Tuesday, August 16, 2011

Did Butch Cassidy Escape Bolivia To Die In Spokane Washington?

For years there have been those who claim that Robert Leroy Parker, also known as Butch Cassidy, bearing a striking resemblance to the late Paul Newman, was not killed in a shootout in Bolivia in 1908.

The Butch Cassidy Bolivian Death naysayers insist Butch managed to escape the Bolivian Cavalry, changed his name to William T. Phillips, moved to Spokane, where he worked as a machinist, living 29 years past his alleged Bolivian death, to die in 1937.

How Butch and Sundance met their end has always had an element of mystery attached to it. Mystery or myth.

What historians generally agree on is that Robert Leroy Parker was born in Beaver, Utah in 1866. The Parkers were a Mormon family, with 13 kids, of which Butch was the oldest. Butch Cassidy's first bank holdup took place high in the mountains of Colorado, in Telluride. After that Butch holed up with cattle rustlers in Johnson County in Wyoming at a place that came to be known as the Hole in the Wall. Butch moved on before the start of the infamous 1892 Johnson County War between homesteader and cattle barons.
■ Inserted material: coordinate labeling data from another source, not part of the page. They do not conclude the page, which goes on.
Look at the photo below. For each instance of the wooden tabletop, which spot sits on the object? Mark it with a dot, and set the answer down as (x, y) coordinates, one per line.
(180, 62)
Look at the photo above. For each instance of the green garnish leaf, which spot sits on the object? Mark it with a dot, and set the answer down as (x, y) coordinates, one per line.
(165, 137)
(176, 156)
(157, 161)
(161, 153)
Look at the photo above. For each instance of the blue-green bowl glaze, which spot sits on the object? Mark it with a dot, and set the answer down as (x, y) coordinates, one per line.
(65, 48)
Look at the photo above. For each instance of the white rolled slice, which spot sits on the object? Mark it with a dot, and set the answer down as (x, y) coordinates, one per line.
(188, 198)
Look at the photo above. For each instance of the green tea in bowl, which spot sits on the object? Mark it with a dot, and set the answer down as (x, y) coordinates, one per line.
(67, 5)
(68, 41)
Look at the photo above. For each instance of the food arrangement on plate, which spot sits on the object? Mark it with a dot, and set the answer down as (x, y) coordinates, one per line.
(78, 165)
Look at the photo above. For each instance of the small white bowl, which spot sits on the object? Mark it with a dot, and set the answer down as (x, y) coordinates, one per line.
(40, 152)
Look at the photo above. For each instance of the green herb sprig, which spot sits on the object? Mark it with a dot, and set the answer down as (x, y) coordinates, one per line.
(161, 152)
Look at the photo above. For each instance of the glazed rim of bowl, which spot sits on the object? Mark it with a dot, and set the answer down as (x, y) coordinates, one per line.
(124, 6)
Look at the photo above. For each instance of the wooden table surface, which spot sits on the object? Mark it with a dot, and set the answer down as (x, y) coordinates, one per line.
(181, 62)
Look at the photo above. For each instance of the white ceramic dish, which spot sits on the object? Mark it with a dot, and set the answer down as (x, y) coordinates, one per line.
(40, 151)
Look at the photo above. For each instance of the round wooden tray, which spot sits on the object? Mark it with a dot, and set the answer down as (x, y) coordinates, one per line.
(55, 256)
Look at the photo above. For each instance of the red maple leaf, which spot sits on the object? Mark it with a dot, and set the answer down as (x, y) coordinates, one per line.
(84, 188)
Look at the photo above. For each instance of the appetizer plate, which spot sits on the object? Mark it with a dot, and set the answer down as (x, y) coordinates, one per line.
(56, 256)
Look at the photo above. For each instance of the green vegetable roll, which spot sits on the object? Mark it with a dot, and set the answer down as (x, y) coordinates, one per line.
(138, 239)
After Butch left Johnson County he was caught by the law, serving a year and a half in the Wyoming Territorial Prison in Laramie. Butch's crime was being in possession of three stolen horses. After Butch got out of prison he spent the next 20 years holding up banks and trains with the Sundance Kid and the Hole in the Wall Gang.

And now a rare books collector claims he has a manuscript with provides fresh evidence that Robert Leroy Parker survived Bolivia and moved to Spokane, where, as William T. Phillips, he penned a 200 page tale titled "Bandit Invincible: The Story of Butch Cassidy." This manuscript is dated as having been written in 1934 and is twice as long as a previous known iteration written by William T. Phillips.

In 1991 what were believed to be the bones of Butch Cassidy and Harry Longabaugh, also known as the Sundance Kid, were exhumed from their resting place in San Vicente, Bolivia. DNA testing proved the bones were not those of Butch Cassidy and the Sundance Kid.

"Bandit Invincible" claims that the Sundance Kid did die in the shootout with the Bolivian Calvary. Butch somehow managed to escape and make his way to France where he had appearance altering plastic surgery in Paris. Eventually Butch made his way back to America to Wyoming to reunite with his old girlfriend. "Bandit Invincible" does not identify the old girlfriend as Etta Place.

William T. Phillips had no offspring. Phillips was cremated. So, there is no known DNA to test against any known Butch Cassidy DNA.

So, was Spokane, Washington the final hideout for Butch Cassidy? Seems like no one can say for sure, though there are plenty of skeptics, along with plenty who think there is a lot of evidence that William T. Phillips is Butch Cassidy.

My best guess is the movie Butch Cassidy and the Sundance Kid got it right. Butch and Sundance died in Bolivia. I am often wrong.